AK Parti Sözcüsü Ömer Çelik, AK Parti Merkez Karar ve Yönetim Kurulu (MKYK) toplantısının ardından önemli açıklamalarda bulundu. Çelik, Umman’da ABD ile İran arasında yürütülen müzakereler sırasında İsrail’in İran’a saldırmasını “müzakere masasına saldırı” olarak nitelendirdi. İsrail’in saldırılarının uluslararası hukuka ve BM şartlarına aykırı olduğunu belirten Çelik, bölgedeki nükleer tehlikenin görmezden gelindiğine dikkat çekti.
“İSRAİL, MÜZAKERE MASASINA SALDIRDI”
Çelik, İsrail’in İran’a yönelik saldırısının zamanlamasına dikkat çekerek, saldırının ABD ile İran arasında Umman’da süren müzakereleri hedef aldığını söyledi. İran tarafının da müzakerelerin sürdüğü gerekçesiyle saldırı beklemediğini belirten Çelik, “İsrail’in doğrudan müzakere masasına saldırmak gibi bir tutum içerisinde olduğu görülmüştür,” dedi.
“NÜKLEER TESİSLERE BOMBALI SALDIRI KABUL EDİLEMEZ”
İsrail’in İran’daki nükleer tesisleri bombalamasını “bütün bölgeyi felakete sürükleyecek” bir gelişme olarak değerlendiren Çelik, nükleer tehlikenin Hürmüz Boğazı’nın kapanmasından daha büyük bir tehdit olduğunu belirtti. Atom Enerjisi Kurumu’nun İran’daki tesislere yönelik cılız açıklamalarını da eleştirerek, çifte standarda işaret etti.
“İSRAİL NÜKLEER ANLAŞMALARA TARAF DEĞİL”
İran’ın nükleer anlaşmalara taraf olduğunu, buna karşın nükleer silaha sahip olan İsrail’in hiçbir anlaşmaya taraf olmadığını vurgulayan Çelik, “İran’ın nükleer silah yapacağı iddiasıyla başlatılan bu saldırıların hiçbir meşruiyeti yoktur,” dedi.
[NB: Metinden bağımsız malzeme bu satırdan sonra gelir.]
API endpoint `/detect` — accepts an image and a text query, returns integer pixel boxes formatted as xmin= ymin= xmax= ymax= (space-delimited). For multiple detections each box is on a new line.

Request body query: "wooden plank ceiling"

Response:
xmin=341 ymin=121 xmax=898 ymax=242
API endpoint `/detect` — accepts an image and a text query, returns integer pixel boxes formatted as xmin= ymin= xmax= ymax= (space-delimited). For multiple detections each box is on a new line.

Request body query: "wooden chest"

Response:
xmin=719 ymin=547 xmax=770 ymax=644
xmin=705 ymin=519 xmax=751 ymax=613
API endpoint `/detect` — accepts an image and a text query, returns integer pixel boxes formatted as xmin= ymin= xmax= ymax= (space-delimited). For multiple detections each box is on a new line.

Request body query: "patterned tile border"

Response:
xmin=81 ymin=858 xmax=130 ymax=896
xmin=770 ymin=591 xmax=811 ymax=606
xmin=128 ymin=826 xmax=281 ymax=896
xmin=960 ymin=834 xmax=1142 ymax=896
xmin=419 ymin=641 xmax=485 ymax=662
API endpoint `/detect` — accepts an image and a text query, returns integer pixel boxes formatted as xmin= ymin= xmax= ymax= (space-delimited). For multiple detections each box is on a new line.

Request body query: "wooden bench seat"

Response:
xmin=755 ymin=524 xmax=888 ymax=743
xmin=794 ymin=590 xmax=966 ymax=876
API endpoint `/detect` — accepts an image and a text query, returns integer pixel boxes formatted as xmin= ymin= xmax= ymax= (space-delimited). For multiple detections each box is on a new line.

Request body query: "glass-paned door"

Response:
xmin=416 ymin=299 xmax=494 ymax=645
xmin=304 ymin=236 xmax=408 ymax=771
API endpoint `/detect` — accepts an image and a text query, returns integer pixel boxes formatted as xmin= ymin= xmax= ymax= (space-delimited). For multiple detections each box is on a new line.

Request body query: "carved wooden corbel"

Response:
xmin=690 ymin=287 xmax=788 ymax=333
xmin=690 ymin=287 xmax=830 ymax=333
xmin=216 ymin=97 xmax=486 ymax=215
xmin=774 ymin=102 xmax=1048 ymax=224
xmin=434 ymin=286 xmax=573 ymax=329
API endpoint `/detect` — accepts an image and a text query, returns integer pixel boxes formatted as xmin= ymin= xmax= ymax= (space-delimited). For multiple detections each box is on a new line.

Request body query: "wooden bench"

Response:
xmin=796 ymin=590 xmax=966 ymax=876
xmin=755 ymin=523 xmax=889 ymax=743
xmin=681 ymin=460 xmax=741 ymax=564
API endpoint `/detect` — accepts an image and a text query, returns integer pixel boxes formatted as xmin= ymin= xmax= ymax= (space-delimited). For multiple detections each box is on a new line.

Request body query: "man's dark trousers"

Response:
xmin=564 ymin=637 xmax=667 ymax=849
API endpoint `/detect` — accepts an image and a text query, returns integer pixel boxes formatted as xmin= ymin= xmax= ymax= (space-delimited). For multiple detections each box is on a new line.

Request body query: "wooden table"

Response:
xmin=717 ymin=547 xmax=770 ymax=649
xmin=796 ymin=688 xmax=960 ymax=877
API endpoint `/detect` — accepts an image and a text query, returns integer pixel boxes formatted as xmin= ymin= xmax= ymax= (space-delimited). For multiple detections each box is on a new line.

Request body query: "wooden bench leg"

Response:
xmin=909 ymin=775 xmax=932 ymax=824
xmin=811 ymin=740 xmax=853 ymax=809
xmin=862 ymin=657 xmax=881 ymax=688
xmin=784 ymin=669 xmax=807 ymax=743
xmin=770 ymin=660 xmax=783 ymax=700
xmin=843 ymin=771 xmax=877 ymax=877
Cumhurbaşkanı Erdoğan’ın yıllar önce bölgedeki hiçbir ülkenin nükleer silah sahibi olmasını istemediklerini açıkça dile getirdiğini hatırlattı.
“SALDIRININ MEŞRU GEREKÇESİ YOK”
Çelik, İsrail’in saldırılarının sivil altyapıyı hedef aldığını belirterek, hastane ve üniversite gibi sivil tesislerin bombalandığını aktardı. “Eğer hedef nükleer faaliyetlerse, neden sivil altyapı hedef alınıyor?” diye soran Çelik, saldırıların tamamen gayrimeşru olduğunu söyledi.
“İRAN’IN TOPRAK BÜTÜNLÜĞÜNÜ DESTEKLİYORUZ”
Türkiye’nin İran’a yönelik saldırıları kınadığını belirten Çelik, “İran’ın güvenliğini, milli egemenliğini ve toprak bütünlüğünü sonuna kadar destekliyoruz” ifadesini kullandı.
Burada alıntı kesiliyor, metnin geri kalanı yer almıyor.